Dr. Andrew Carroll demonstrates using an AI model in his office on Thursday, Sep. 18, 2025. Carroll is a family practice physician at IntraCare Health Center – Atembis in Chandler. (Photo by Reylee Billingsley/Cronkite News)
She later died, Carroll said, and he stayed in touch with her and her family through the process.
“Now, a computer algorithm would tell her, ‘You need to have a lumpectomy, and you need to have radiation therapy. And this is important that you do this because we want to reduce our costs,’” Carroll said.
Aclarion, a Colorado-based tech company, provides AI-powered software that helps physicians diagnose and treat chronic lower-back pain. For its CEO, Brent Ness, AI is the bridge between overwhelming raw data and clear diagnoses. Aclarion uses MRI technology to spot chemical markers that show which spinal discs are causing pain.
“When the doctor looks at an MRI image, oftentimes a disc can look perfectly healthy,” Ness said.
He explained that inside, acids may have built up, irritating nerves and causing excruciating pain. “You can’t see that pain on a scan. … Our superpower is helping doctors see the invisible.”
The raw waveform data is unintelligible to most physicians, so the company’s AI translates it into simple reports, highlighting painful discs, that physicians later analyze before drafting recommendations and treatment.
Carroll believes AI could eventually reduce bias by using more detailed genetic and ethnic data. While acknowledging that doctors already consider ethnicity when making clinical decisions, he sees a greater potential with AI.

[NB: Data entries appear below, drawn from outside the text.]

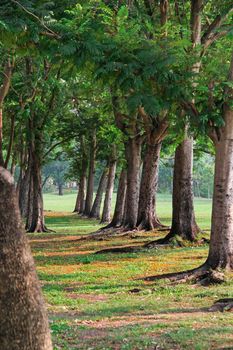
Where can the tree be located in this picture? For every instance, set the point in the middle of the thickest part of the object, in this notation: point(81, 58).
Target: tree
point(23, 321)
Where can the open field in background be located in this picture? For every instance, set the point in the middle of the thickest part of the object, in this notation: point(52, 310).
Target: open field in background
point(164, 207)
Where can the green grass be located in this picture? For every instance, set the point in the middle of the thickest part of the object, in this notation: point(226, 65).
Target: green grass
point(164, 207)
point(99, 301)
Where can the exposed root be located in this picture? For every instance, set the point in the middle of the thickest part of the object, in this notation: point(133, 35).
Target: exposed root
point(175, 241)
point(119, 250)
point(222, 305)
point(202, 275)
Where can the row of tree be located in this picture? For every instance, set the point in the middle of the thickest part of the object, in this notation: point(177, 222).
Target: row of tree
point(114, 79)
point(117, 81)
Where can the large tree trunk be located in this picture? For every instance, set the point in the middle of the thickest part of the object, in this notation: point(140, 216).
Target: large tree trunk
point(23, 320)
point(183, 217)
point(60, 189)
point(221, 238)
point(117, 219)
point(106, 215)
point(80, 201)
point(35, 214)
point(95, 211)
point(1, 139)
point(91, 176)
point(23, 193)
point(133, 157)
point(147, 218)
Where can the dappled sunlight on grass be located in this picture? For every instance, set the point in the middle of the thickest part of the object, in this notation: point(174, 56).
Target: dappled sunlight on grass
point(101, 301)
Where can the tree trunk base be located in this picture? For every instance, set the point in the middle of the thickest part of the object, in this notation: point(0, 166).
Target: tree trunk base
point(222, 305)
point(146, 225)
point(175, 241)
point(202, 275)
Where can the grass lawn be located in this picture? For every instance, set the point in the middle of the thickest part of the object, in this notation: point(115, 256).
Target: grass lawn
point(164, 207)
point(98, 301)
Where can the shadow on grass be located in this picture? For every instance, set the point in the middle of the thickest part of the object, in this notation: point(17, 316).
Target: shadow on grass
point(73, 259)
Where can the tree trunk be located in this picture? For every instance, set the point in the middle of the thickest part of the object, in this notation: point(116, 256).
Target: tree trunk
point(117, 219)
point(23, 193)
point(60, 189)
point(35, 214)
point(95, 211)
point(1, 140)
point(106, 215)
point(221, 238)
point(133, 157)
point(91, 175)
point(80, 201)
point(183, 217)
point(147, 218)
point(23, 321)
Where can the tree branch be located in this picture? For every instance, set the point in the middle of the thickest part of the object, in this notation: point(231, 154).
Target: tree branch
point(211, 33)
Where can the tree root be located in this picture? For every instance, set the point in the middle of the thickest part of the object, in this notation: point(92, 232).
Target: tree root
point(202, 275)
point(119, 250)
point(222, 305)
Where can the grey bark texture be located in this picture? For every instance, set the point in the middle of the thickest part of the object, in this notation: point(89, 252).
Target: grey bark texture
point(23, 320)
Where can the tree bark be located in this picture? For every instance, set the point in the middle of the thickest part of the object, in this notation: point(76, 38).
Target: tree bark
point(4, 89)
point(147, 218)
point(35, 214)
point(80, 201)
point(23, 193)
point(117, 219)
point(221, 238)
point(60, 190)
point(95, 211)
point(23, 321)
point(183, 217)
point(133, 157)
point(106, 215)
point(91, 175)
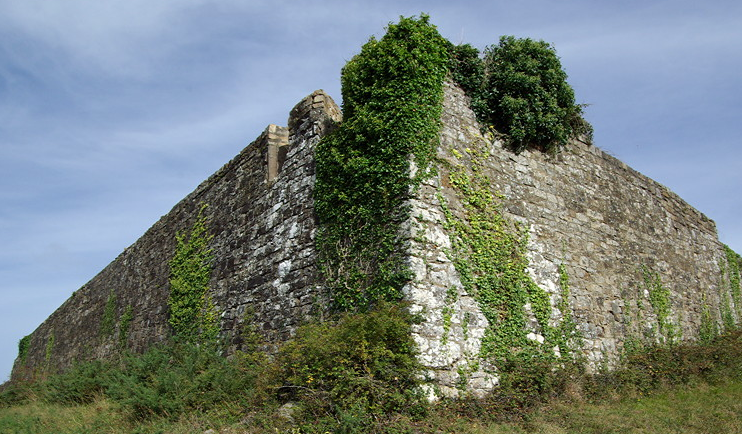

“Black is not just Black, right? You can have a Black person who is of Nigerian ethnicity, or Puerto Rican ethnicity, or Jamaican ethnicity,” Carroll said. By drawing on “more granular genetic data,” he believes AI could personalize preventative care, flagging risks such as diabetes earlier.
Carroll added that patients sometimes hesitate to trust AI.
“Their fear is that some computer is making decisions outside of what we provide them,” Carroll said, but “as long as there’s a doctor at the helm, they’re pretty accepting of the interaction of technology and medicine.”
A majority of patients prefer their health care providers rely less on AI, fearing algorithms cannot grasp the personal nature of illness, a Pew Research study found.
Failures, such as AI insurance denials that “don’t follow clinical logic,” have reinforced those doubts.
In response, Arizona passed House Bill 2175, which prohibits insurance companies from using AI as the final decision-maker in claim denials. Licensed medical professionals must review and make the ultimate call starting July 1, 2026.
Beyond legislation, the medical community imposes checks before adopting new AI tools, Ness added.
“You need to prove to the physician through data and their own experience that it works,” Ness said. “And I think that is fine. I mean, that’s the way it should be. It’s health care, after all.”
Patients, meanwhile, are experimenting with the same technology.
Trust in generative AI and its use as a source of health knowledge has been increasing in recent years, with 63% of Americans considering AI-generated health information reliable, according to the Annenberg Public Policy Center.
When patients come to Dr. John Oertle’s clinic with puzzling test results, he often sees them turning first to the internet, and increasingly to AI, for answers.
“A lot of patients are using their ChatGPT or Gemini to be able to ask the right questions,” said Oertle, Chief Medical Officer of Envita Medical Centers, which offers cancer and chronic Lyme disease care and treatment.
He views this trend not as a challenge to his expertise, but as a vital form of patient advocacy, so long as the information is used in partnership with a doctor.
“It’s really an important thing that patients are advocates for themselves and utilizing that for their own learning,” Oertle said. “It’s pairing it with a doctor.”